T#32 - Oranie podjazdów | Ride | Strava
T#32 - Oranie podjazdów | Ride | Strava
Majówka 2023 6
Wtorek, 2 maja 2023 Kategoria 50-100, Basso '23, Góry, Majówka 2023, Samotnie, Szosa, Tlen
Km: | 87.00 | Km teren: | 0.00 | Czas: | 03:21 | km/h: | 25.97 |
Pr. maks.: | 69.00 | Temperatura: | 19.0°C | HRmax: | 153153 ( 78%) | HRavg | 127( 65%) |
Kalorie: | 2323kcal | Podjazdy: | 1320m | Sprzęt: Astra Chorus 2022 | Aktywność: Jazda na rowerze |
Kolejny dzień dobrej pogody wykorzystany w aktywny sposób. Po dwóch długich i męczących treningach dzisiejszy był znacznie spokojniejszy z celem w postaci dobrej kawy na rynku w Wiśle. Aby na nią zasłużyć zaliczyłem podjazd na Salmopol a na deser dorzuciłem Równicę. Chyba nigdy tak spokojnie nie podjechałem tego podjazdu. Udało się wrócić przed zapowiadanymi opadami deszczu. Wciąż daleko mi do optymalnej dyspozycji więc muszę o nią walczyć dalej.

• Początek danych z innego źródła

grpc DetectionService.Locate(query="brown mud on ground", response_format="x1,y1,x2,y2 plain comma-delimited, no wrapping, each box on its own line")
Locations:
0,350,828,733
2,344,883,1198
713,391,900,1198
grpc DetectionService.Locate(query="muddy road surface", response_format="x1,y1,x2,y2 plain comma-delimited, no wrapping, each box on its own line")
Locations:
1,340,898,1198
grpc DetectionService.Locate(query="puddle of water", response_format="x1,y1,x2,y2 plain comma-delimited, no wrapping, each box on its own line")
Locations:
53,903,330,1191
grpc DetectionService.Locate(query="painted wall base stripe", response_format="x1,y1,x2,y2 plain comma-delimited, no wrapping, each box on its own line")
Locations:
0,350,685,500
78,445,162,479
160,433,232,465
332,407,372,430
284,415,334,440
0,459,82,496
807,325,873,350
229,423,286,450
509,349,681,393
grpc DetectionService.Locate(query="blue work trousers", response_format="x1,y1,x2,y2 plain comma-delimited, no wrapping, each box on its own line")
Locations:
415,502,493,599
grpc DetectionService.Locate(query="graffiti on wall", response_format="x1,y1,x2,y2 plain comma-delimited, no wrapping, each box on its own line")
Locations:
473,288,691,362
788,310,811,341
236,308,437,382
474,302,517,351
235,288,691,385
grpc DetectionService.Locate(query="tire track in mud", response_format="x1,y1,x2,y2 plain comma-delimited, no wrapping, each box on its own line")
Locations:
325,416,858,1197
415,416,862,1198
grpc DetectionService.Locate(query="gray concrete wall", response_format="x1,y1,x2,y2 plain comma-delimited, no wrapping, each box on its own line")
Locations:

M23 #6 - Kawa "u Janeczki" | Ride | Strava
M23 #6 - Kawa "u Janeczki" | Ride | Strava
Majówka 2023 5
Poniedziałek, 1 maja 2023 Kategoria 100-200, Basso '23, Ćwiczenia, Góry, Majówka 2023, Samotnie, Szosa
Km: | 125.00 | Km teren: | 0.00 | Czas: | 05:19 | km/h: | 23.51 |
Pr. maks.: | 74.00 | Temperatura: | 20.0°C | HRmax: | 181181 ( 92%) | HRavg | 137( 70%) |
Kalorie: | 3723kcal | Podjazdy: | 3070m | Sprzęt: Astra Chorus 2022 | Aktywność: Jazda na rowerze |
Kolejny Dzień majowego weekendu to już nie przelewki. Przy bardzo pięknej pogodzie pojechałem wreszcie w Góry aby sprawdzić w jakiej jestem właściwie dyspozycji. Plan na trasę zrodził się w głowie już po wyjeździe z domu i został wykonany w 95 %. Te brakujące 5 % to wjazd na Kocierz ulicą Widokową. Od pierwszego podjazdu jechało się źle i każdy kolejny był coraz gorszy. Podczas kolejnych prób mocnej jazdy na podjeździe odcinałem po jednym lud 2 kupony o wartości 10 Wat. Nowy Świat poszedł jeszcze nieźle i większość różnicy czasu między osiągniętym a rekordowym to 2 kilo nadbagażu a kolejne już coraz gorsze. Przy okazji przekonałem się, że na przełożeniu 36x34 da się jechać z kadencją około 90 nawet na podjeździe o nachyleniu 12 %. Postęp prac drogowych w Międzybrodziu niestety jest niewidoczny, na Żar da się dojechać bez postoju ale dalej 2 wahadła do Tresnej i kolejne w Oczkowie. Od Porąbki jest jeszcze gorzej, dobre 20 minut czekania i więcej jazdy szutrem niż szosą. Raz w roku wypada zaliczyć Beskid Mały więc na razie będę mijał odcinek Porąbka – Międzybrodzie szerokim łukiem. Sporo pracy mnie jeszcze czeka nad powrotem chociaż do tego co było w ubiegłym roku.